Grace Mugabe probed for links to ivory smuggling
Zimbabwean police are investigating former president Robert Mugabe’s wife, Grace, accused of smuggling ivory worth millions to underground foreign markets. The Sunday Mail reported yesterday that investigators from the parks and wildlife authority handed documents to police allegedly showing that the former first lady spirited large consignments of ivory to China, the United Arab Emirates and the United States, among other destinations. Police spokeswoman Charity Charamba confirmed receiving a report, but declined to elaborate. The Sunday Mail said the report accused Grace Mugabe of ordering officials to grant her permits to export the ivory as gifts to the leaders of various countries. “Once outside Zimbabwe, the ‘gifts’ would be pooled together with other consignments of the product and routed to black markets,” The Sunday Mail reported. A senior official in the presidency, Christopher Mutsvangwa, told the paper the government had been tipped off by whistleblowers.

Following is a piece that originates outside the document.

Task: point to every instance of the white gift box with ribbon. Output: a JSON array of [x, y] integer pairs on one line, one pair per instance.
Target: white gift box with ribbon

“Police and whistleblowers laid a trap for suppliers believed to be working for Grace Mugabe,” Mutsvangwa said. “The culprits were caught and when we were confronted with so much evidence, there was no way we could ignore it.” The paper said police may question the former first lady soon. Grace was tipped alongside the current President Emmerson Mnangagwa to succeed Mugabe, who ruled Zimbabwe since independence from British colonial rule in 1980 until he was forced to step down in November following a military takeover. She earned the sobriquet “Gucci Grace” for her lavish lifestyle. Zimbabwe has suffered rampant poaching of elephants, targeted for their ivory tusks which are used for ornaments and medicines. At least 400 elephants died from cyanide poisoning in Hwange, Zimbabwe’s biggest national park in the northwest of the country, between 2013 and 2015.